According to the USDA’s Nutrient Database, one tablespoon of palm oil provides 120 calories, 14 grams of fat, including 7 grams of saturated fat (the same amount as in butter), 5 grams of heart-healthy monounsaturated fat and 1.5 grams of polyunsaturated fat. It also provides 2 mg of vitamin E and 1 mcg of vitamin K. In fact, the total trans-fat content in palm oil is minimum and less than 1 percent. In addition to that, ICMR- National Institute of Nutrition in Hyderabad, for the past few decades has emphasized that palm oil is not bad for the human heart. Due to its rich contents of vitamin A and E, red palm oil helps in preventing cancer, brain disease, aging; and treating malaria, high blood pressure, high cholesterol, and cyanide poisoning. Despite few claims of palm oil increasing cholesterol, most clinical studies have found that palm oil has a positive and protective effect on human heart health with the capability to reduce “bad” cholesterol and increase “good” cholesterol in human bodies. A controlled study in 1995 suggested that palm oil has the potential to help slow disease progression in people with established heart diseases.

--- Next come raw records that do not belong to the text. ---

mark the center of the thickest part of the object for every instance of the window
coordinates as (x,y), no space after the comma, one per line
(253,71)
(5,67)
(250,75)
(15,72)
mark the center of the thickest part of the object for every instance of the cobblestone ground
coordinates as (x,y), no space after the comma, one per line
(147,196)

While deliberating upon healthy and nutritional food, as is known, vitamin A deficiency is the most common and problematic issue especially in African and Southeast Asian countries which is subsequently caused by inadequate nutritional intake. The consumption of refined red palm oil assures in combating such hazardous deficiencies. According to the scientific pieces of evidence, refined red palm oil can reduce the risk of developing vitamin A deficiency if added to the diet of pregnant women and children. According to Harvard nutrition experts, palm oil is comparatively much better than high–trans-fat and butter. India ranks very low in terms of average nutrition intake with 75percent suffering from Vitamin deficiency, therefore consumption of moderate palm oil comprising the above-mentioned nutrients can help improve the situation.

The Food and Agriculture Organization (FAO) interprets the concept of survival as sustainable nutrition and extends it to the realm of food. The food that protects biodiversity, that is culturally accessible, economically fair, nutritionally adequate, and that has the capability to maximize human resources is considered sustainable in nature. Interestingly, palm oil is one such commodity that is sustainably cultivated and contains the required amount of nutrients to feed a larger population.

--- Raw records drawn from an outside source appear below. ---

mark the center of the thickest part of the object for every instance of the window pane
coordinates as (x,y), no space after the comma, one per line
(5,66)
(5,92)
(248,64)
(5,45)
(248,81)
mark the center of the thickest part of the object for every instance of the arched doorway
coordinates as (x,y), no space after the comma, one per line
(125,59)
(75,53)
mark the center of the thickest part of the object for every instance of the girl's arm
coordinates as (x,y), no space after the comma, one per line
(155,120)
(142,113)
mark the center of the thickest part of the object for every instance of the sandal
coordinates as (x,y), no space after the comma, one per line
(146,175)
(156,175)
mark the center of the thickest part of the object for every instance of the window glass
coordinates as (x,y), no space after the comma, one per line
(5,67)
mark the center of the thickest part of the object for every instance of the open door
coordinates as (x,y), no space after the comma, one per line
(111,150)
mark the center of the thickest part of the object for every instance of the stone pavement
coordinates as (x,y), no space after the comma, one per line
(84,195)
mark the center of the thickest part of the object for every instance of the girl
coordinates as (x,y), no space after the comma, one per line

As we talk about sustainably produced food, a study by the International Union for Conservation of Nature (IUCN) stated that “Palm oil contributes to almost 40% of the current global edible oil supply despite occupying only around 5.5% of the total global oil crop area (between 21.5 and 23.4 million hectares), which is the least as compared to any other edible oil crops in the world.” These figures categorically show that palm oil is the most sustainable edible oil crop across the globe despite the misconceptions and bad propaganda spread around the commodity. It is one such commodity that is easily accessible to people from all sectors and classes due to its affordability aspect.

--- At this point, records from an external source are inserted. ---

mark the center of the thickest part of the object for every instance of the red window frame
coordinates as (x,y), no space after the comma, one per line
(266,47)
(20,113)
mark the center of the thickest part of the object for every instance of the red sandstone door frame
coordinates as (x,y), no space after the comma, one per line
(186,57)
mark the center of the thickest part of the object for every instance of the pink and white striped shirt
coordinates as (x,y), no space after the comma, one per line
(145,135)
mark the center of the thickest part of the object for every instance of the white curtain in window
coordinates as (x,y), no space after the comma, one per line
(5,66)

As the most versatile crop, oil palm is comparatively high-yielding in nature and economically beneficial to the small-holders or farmers due to its less land requirement. Reports have shown that the palm oil industry contributes to 11 SDGs and has been able to achieve 65% of the No Deforestation commitments, unlike other oil seeds that lag way behind, Soybean at 11%, Rapeseed, and Sunflower at 0%. Currently, palm oil is the only vegetable oil in the world, to have mandatory as well as voluntary sustainability certification programmes. It is in everyone’s interest, especially our consumers that other vegetable oils start following sustainability certification. With an ever-increasing human population, it is significant to address misinformation around beneficial commodities like palm oil and propagate accurate knowledge among consumers. Moving forward, there is a need to promote healthy and sustainable food culture to strengthen global food security and retaliate against hunger and malnourishment issues faced by mankind. Sustainable palm oil is the way forward for assuring healthy food on your plates.